Su debut como poeta tuvo lugar en 1826. Tiempo después, este hombre bohemio de ideas revolucionarias que formó parte del grupo de artistas conocido como “Le Petit Cénacle” comenzaría a trabajar, gracias a la ayuda del novelista Honoré de Balzac, en “Chronique de Paris”.

A lo largo de su vida, Gautier recorrió España, Italia, Rusia, Turquía, Egipto y Argelia, entre otros países del mundo que influyeron en muchas de sus obras. “Constantinopla”, “Viaje a España” y “Tesoros del arte de Rusia” son algunos de los títulos inspirados en esas travesías que, al igual que obras como “Albertus”, “Esmaltes y camafeos”, “Mademoiselle de Maupin”, “La muerta enamorada” y “El capitán Fracasa”, forman parte de la producción literaria de este francés que, además de publicar libros, desarrolló su faceta periodística en medios como “Le Moniteur Universel”. En ese ámbito, no sólo llegaría a escribir más de cien artículos en sólo nueve meses, sino que también sería definido por Charles-Augustin Sainte-Beuve, el crítico literario más influyente por ese entonces, como el mejor columnista de periódicos.

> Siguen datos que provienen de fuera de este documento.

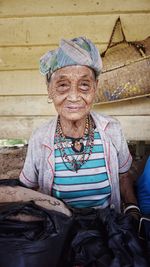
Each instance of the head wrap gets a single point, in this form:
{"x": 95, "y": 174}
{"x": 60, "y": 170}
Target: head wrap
{"x": 78, "y": 51}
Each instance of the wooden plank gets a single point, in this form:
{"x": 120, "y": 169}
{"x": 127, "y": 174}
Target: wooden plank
{"x": 23, "y": 31}
{"x": 25, "y": 106}
{"x": 136, "y": 128}
{"x": 139, "y": 106}
{"x": 52, "y": 7}
{"x": 38, "y": 106}
{"x": 20, "y": 58}
{"x": 22, "y": 83}
{"x": 20, "y": 127}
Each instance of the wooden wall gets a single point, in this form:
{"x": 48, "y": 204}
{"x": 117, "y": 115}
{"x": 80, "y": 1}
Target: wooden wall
{"x": 29, "y": 28}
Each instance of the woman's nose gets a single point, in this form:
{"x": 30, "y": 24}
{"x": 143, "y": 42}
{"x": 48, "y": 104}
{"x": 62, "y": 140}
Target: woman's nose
{"x": 73, "y": 94}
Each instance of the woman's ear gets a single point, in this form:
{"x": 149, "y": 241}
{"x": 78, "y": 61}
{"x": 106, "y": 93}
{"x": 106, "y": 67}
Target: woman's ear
{"x": 48, "y": 84}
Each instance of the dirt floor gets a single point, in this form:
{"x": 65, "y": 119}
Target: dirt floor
{"x": 12, "y": 160}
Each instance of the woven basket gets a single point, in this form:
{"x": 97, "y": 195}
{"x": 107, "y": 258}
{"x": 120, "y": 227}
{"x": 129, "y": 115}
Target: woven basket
{"x": 126, "y": 68}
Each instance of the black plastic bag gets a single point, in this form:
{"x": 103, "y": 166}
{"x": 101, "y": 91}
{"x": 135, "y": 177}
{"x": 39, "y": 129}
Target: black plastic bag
{"x": 37, "y": 243}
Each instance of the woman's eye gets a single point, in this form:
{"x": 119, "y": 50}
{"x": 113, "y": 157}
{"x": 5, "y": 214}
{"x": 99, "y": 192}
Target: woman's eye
{"x": 84, "y": 86}
{"x": 62, "y": 87}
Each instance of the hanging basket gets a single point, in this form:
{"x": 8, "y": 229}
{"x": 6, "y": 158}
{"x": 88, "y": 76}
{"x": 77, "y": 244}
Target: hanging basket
{"x": 126, "y": 68}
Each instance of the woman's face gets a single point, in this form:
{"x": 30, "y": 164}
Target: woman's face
{"x": 72, "y": 90}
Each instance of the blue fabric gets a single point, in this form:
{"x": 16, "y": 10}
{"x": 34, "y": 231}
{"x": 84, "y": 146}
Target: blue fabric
{"x": 143, "y": 189}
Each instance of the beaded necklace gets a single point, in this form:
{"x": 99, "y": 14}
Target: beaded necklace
{"x": 83, "y": 152}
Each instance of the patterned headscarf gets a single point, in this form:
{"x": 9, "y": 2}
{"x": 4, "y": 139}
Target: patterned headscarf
{"x": 78, "y": 51}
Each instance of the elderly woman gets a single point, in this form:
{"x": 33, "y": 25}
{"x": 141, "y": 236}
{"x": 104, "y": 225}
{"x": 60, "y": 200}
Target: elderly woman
{"x": 80, "y": 156}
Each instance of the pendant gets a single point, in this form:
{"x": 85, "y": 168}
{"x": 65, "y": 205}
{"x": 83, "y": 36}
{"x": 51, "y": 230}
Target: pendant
{"x": 77, "y": 146}
{"x": 76, "y": 166}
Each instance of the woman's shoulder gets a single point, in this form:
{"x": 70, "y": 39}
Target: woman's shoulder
{"x": 105, "y": 120}
{"x": 44, "y": 130}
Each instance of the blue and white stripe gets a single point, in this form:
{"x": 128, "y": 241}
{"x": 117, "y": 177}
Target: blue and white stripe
{"x": 89, "y": 187}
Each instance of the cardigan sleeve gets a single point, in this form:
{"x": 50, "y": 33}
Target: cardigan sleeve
{"x": 124, "y": 156}
{"x": 29, "y": 173}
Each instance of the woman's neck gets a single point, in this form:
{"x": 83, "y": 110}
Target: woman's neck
{"x": 73, "y": 129}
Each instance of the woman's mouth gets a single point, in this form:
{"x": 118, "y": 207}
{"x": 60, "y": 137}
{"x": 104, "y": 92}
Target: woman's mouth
{"x": 74, "y": 107}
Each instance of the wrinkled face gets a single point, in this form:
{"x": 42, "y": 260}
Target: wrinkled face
{"x": 72, "y": 90}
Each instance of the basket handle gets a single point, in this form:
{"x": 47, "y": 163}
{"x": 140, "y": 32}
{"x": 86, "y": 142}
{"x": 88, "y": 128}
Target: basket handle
{"x": 117, "y": 25}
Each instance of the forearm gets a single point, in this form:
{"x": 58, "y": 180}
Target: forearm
{"x": 127, "y": 188}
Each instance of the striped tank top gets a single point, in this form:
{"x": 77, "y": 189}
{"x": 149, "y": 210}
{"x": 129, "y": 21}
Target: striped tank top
{"x": 89, "y": 186}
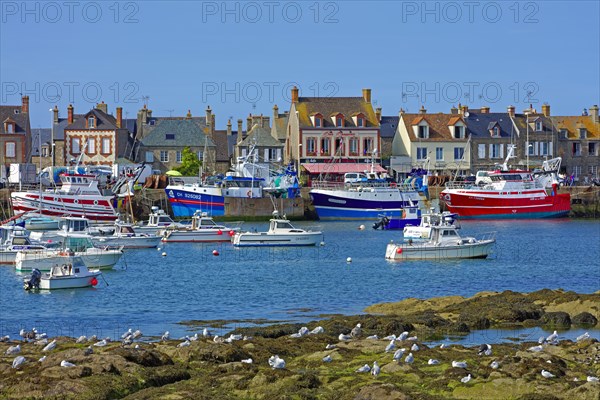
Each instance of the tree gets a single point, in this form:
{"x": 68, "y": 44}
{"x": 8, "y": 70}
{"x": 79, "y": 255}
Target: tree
{"x": 190, "y": 165}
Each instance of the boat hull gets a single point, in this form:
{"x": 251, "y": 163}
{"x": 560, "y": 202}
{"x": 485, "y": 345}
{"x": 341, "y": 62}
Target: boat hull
{"x": 186, "y": 201}
{"x": 526, "y": 204}
{"x": 480, "y": 249}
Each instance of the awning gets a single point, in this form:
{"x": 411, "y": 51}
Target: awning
{"x": 340, "y": 168}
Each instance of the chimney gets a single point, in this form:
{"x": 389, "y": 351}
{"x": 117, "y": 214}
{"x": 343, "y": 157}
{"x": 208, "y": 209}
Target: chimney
{"x": 240, "y": 130}
{"x": 367, "y": 95}
{"x": 70, "y": 114}
{"x": 594, "y": 113}
{"x": 546, "y": 110}
{"x": 119, "y": 117}
{"x": 102, "y": 107}
{"x": 511, "y": 111}
{"x": 25, "y": 104}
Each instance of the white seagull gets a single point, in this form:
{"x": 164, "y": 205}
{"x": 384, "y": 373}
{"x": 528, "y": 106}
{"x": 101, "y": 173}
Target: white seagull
{"x": 364, "y": 368}
{"x": 50, "y": 346}
{"x": 547, "y": 374}
{"x": 18, "y": 361}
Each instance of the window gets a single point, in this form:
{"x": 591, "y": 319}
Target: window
{"x": 91, "y": 146}
{"x": 311, "y": 146}
{"x": 75, "y": 146}
{"x": 106, "y": 146}
{"x": 353, "y": 146}
{"x": 439, "y": 154}
{"x": 325, "y": 146}
{"x": 481, "y": 151}
{"x": 11, "y": 150}
{"x": 459, "y": 153}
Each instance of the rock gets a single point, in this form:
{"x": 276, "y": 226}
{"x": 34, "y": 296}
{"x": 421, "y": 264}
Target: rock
{"x": 557, "y": 318}
{"x": 585, "y": 319}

Este escritor que dirigió durante varios años la “Révue de Paris” y, junto al doctor Jacques Joseph Moreau y al poeta francés Charles Baudelaire, entre otros intelectuales de la época, perteneció al Club des Hashischins, una agrupación dedicada a la experimentación con diversas drogas, falleció el 23 de octubre de 1872 y su cuerpo fue enterrado en el cementerio parisino de Montmartre.